Integration starts with communication. It’s really not complicated, is it? Says Alex Armstrong

Integration starts with communication. It’s really not complicated, is it? Says Alex Armstrong
Integration starts with communication. It’s really not complicated, is it? Says Alex Armstrong |

GB NEWS

Alex Armstrong

By Alex Armstrong


Published: 29/01/2026

- 22:56

Alex Armstrong shared his opinion on teaching migrants to speak english

Taxpayers have spent £350 million teaching migrants to speak English.

Last year alone, 170,000 migrants were enrolled on taxpayer-funded English language courses, costing the public a whopping £350 million. And that doesn’t even include Scotland, Wales or Northern Ireland.


That figure has risen by 44,000 in just five years. Meanwhile, hard-working Britons are struggling to pay their bills, and the Government has overspent a quarter of a billion pounds on these lessons since 2018 because so many new arrivals can’t manage a basic conversation.

This isn’t a handful of people, is it? The 2021 Census showed almost 800,000 people living in England and Wales can’t speak English well — and 138,000 of them can’t speak it at all. A third are Syrian, over a quarter are from Bangladesh, and a fifth are from Pakistan and China.

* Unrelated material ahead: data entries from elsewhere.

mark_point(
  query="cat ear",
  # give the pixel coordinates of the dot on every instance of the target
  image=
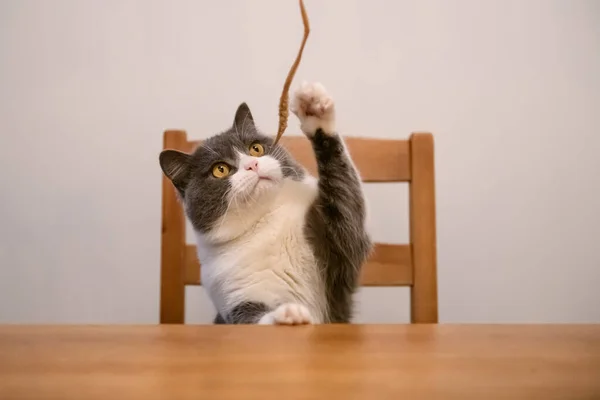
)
(176, 166)
(243, 117)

And I suspect that number is far higher today, because that data was collected before the Boris wave, where millions were flown into Britain on what I would say are questionable visas.

These are not highly skilled, fluent arrivals ready to integrate and contribute, are they?

They are arriving unable to speak the language, then expecting the public at home to fund their catch-up classes.

I sincerely doubt many of these arrivals are net positive contributors to Britain — economically, and certainly not culturally. If you cannot speak the language of the country you are coming to, you shouldn’t be here in the first place.

It’s shocking we even have to say that out loud.

Integration starts with communication. It’s really not complicated, is it?

And we are already seeing the consequences of this.

Neighbourhoods where entire communities recreate their home cultures with no shared identity — particularly not a British one — no shared values and no shared language, particularly not the English language.

In my hometown of Harrow, a London borough, 63.2 per cent of pupils don’t speak English as their first language, according to the latest Department for Education figures. Quite shocking stuff, isn’t it?

In Glasgow, a recent report found one in three children do not speak English as their first language. And nationally, in England, an absurd 21.4 per cent of all pupils now have a first language other than English. In 2005, that number was just 10 per cent.

And this is not gradual change, is it? In my opinion, this is rapid transformation without preparation, without proper evaluation of people’s contribution, without cultural benefit to Britain, without economic benefit in many cases, and without a serious plan to integrate these people in the long run.

All I have to ask you, watching at home, is this: is this what you voted for?